NoSQL

"So we hit 9 billion records, which is of course very exciting. Traffic to our public API is keeps growing–MongoDB served 100M queries in the last week and didn’t break a sweat." - Wordnik  

NoSQL is a technology that is gathering support and a bandwagon behind it from some of the worlds biggest companies.

 Facebook use it to power their messaging system, and Digg recently moved their to it. Twitter have released tools for it, and AOL use it to power some of their advertising campaigns.

A standard database  can be thought of as just a natural extension of using Excel. Your data is held in “tables” (think Excel sheets), and there’s just a column in each table telling it what sheet to look in for a related piece of information.

 For example, we might have two “tables”, one for users, and one for widgets. A user might have columns called “email” and “password”, and a widget might have a “name” and a “cost”. To tie a user to a widget, all you’d do is store a “user row” column in the widget.
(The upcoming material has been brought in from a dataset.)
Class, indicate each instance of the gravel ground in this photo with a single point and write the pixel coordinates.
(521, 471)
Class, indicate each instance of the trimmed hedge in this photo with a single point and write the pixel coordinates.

 This way, if I was looking through my excel document, and I saw a widget with a user row of 5, I know that it belongs to the user in the 5th row of the users sheet.

There has been decades of research into the fastest way to retrieve information across tables. The difficulty with the standard solutions comes when you have to split the database. One machine can only serve so much traffic at once. Suddenly, you have to manage multiple databases on multiple machines. Now,  what happens if you receive a sales enquiry and you don’t know which computer the customer's file is on? Even better, you might have their last order information on one computer, but have to go to another computer to retrieve their address!

There are methods that have been developed over the years to prevent this situation degrading into madness, but this is where the NoSQL solution arose. NoSQL essentially discards the traditional table model of databases.

Instead, it maintains lots of individual elements, which can hold other elements inside them. The closest analogy to this is your files on your computer. You might have a “document”(think folder) for our user, and a “embedded document” (think file) for our widgets. If I want to see how many widgets Bob has bought, I just open up his document and look at all the embedded documents inside it.

Pros:

  • Scalable: If I need to expand my database past one machine, it’s simple. Given the widget example, I could say that “customers with names starting a-n are on machine 1, o-z are on machine 2”. I’d then know exactly where to go when Bob called up enquiring about buying something he’d bought before off us.
  • Customizable: If I want to say that Bob has an email, a mobile number and a website, and all my other clients only have mobiles, I don’t need to add 2 blank contact columns to every other contact. I just add all 3 to Bob, and leave all the others as just having one. Wonderful when almost every one of your products has many custom fields!

Cons:

  • Developers: Pretty much every web development firm in the world is familiar with a branch of SQL. If your lead database developer quits, you can easily replace him. With a NoSQL database, though it’s getting more popular, it certainly has nowhere near the adoption of SQL.
  • Size: NoSQL’s biggest strength is when you are dealing with massive datasets. Very few companies ever get near having to deal with the load that Facebook or AOL deals with on a daily basis.